-1

I'm having troubles finding the content of HTML forms (or any other tag for that matter). I've tried

    forms = re.findall('<form.*/form>', htmltext)

but with no results. Where's the mistake?

AnotherUser
  • 29
  • 1
  • 4
  • You'd be far better of using a HTML parser; BeautifulSoup is excellent. – Martijn Pieters Jun 03 '14 at 14:35
  • Thanks to both for the advice.

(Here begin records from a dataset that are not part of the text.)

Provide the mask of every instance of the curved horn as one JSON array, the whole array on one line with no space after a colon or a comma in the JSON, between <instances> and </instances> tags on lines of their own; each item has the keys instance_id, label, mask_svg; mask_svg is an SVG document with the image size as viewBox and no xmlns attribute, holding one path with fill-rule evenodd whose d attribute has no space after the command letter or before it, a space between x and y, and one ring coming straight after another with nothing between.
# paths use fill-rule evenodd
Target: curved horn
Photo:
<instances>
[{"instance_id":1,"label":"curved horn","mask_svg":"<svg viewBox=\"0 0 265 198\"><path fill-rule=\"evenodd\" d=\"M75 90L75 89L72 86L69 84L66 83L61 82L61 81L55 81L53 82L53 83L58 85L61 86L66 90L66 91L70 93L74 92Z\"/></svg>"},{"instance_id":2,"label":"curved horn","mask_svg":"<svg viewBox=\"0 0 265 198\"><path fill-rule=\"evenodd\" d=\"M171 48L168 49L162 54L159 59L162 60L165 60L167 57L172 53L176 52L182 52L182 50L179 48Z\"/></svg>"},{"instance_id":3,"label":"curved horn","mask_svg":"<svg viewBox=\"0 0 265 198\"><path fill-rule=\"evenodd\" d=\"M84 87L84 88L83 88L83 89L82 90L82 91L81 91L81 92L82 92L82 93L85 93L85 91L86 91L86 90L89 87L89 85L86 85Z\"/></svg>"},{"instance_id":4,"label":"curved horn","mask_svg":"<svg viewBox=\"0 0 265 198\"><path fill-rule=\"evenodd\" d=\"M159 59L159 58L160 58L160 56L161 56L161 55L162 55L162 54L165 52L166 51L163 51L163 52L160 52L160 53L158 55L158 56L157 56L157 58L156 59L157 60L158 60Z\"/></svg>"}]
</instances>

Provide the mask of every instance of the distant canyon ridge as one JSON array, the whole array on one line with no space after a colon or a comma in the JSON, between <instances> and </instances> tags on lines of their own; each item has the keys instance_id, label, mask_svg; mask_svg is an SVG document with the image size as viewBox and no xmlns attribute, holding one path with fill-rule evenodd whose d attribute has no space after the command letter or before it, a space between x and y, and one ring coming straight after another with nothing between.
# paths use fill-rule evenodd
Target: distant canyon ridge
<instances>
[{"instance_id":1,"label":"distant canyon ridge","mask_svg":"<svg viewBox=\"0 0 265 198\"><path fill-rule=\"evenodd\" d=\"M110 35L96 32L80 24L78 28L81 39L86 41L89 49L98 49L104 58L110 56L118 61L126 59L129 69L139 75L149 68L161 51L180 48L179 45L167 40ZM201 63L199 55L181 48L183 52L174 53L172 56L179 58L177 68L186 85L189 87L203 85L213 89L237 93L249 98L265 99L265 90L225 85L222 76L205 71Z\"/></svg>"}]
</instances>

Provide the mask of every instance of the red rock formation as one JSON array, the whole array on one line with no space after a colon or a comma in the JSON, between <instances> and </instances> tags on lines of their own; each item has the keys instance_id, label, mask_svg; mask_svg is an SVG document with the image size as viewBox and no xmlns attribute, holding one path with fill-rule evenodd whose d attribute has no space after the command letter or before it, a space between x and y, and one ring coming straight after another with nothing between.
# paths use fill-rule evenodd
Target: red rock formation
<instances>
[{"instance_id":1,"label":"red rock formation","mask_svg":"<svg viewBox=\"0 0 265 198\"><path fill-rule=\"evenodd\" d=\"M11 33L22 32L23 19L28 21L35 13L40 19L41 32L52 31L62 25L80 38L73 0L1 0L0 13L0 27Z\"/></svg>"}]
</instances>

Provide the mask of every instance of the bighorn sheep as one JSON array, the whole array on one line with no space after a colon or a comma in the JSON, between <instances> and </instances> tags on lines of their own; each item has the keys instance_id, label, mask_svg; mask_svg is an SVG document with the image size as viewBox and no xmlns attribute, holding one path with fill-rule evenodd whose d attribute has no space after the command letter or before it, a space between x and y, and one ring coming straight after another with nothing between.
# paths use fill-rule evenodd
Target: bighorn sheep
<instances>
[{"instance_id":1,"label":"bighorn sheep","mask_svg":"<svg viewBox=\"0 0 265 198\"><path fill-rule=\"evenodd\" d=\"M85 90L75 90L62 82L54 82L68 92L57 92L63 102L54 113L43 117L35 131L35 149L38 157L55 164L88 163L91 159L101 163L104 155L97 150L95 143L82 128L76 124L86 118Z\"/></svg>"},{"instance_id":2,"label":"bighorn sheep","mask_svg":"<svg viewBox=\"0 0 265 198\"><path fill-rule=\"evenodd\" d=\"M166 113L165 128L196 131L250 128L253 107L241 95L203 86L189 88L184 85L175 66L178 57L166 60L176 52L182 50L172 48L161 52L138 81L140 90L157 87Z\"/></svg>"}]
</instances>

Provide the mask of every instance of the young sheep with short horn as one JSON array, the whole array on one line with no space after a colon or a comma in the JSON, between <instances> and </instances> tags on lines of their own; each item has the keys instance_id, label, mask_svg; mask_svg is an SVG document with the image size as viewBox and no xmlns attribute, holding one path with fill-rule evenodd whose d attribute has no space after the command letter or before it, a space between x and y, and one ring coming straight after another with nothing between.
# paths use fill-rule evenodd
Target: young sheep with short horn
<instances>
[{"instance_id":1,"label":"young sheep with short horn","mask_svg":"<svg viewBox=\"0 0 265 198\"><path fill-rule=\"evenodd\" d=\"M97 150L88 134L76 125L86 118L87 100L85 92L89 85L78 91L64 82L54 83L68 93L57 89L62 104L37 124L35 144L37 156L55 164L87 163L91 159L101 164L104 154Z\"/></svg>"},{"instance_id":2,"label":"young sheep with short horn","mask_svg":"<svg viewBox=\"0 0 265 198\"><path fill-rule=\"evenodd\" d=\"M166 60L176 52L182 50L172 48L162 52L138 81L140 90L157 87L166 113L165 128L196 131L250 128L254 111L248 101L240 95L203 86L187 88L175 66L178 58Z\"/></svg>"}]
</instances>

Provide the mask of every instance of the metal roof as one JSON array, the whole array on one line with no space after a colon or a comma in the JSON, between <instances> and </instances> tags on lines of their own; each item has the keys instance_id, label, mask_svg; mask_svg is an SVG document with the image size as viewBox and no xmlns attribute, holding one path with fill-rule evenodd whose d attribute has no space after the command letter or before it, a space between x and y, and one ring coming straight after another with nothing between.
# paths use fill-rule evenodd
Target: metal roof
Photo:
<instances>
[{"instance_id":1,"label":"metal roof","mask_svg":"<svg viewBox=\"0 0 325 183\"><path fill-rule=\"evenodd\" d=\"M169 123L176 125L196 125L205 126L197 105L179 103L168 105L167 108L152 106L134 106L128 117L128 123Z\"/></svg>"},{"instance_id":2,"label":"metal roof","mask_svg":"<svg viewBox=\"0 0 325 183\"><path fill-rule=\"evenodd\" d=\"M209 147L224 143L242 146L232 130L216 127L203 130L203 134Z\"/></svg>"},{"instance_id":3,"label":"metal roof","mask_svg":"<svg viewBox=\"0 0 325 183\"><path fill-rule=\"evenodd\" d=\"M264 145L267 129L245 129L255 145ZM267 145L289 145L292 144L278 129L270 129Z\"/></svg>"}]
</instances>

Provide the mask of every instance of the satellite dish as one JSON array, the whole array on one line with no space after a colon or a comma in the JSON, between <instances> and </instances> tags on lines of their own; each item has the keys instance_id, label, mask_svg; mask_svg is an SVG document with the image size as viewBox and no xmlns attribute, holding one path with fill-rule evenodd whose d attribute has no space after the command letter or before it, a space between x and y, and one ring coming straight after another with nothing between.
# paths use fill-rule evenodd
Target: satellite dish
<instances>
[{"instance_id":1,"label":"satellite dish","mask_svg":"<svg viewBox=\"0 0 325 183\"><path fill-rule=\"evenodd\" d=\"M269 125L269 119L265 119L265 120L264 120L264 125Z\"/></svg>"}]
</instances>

I still don't understand why the regexp isn't working though. – AnotherUser Jun 03 '14 at 14:39
  • Never ever ever ever parse html with regex http://blog.codinghorror.com/parsing-html-the-cthulhu-way/ – That1Guy Jun 03 '14 at 14:39
  • Please read http://stackoverflow.com/questions/1732348/regex-match-open-tags-except-xhtml-self-contained-tags/1732454#1732454 – timgeb Jun 03 '14 at 14:41
  • 1
    Thanks, those were real eye-opener! But what if the line I posted above (corrected of course) is the only parsing I need in a program? Is is still worth it to import external libraries or use many more lines of code of e.g. HTMLParser? – AnotherUser Jun 03 '14 at 14:48

1 Answers1

0

Unless the form was on one line, that won't work, you need re.DOTALL as an option

forms = re.findall('<form.*/form>', htmltext, re.DOTALL)

You could use re.IGNORECASE | re.DOTALL in case you need to catch something like <Form ...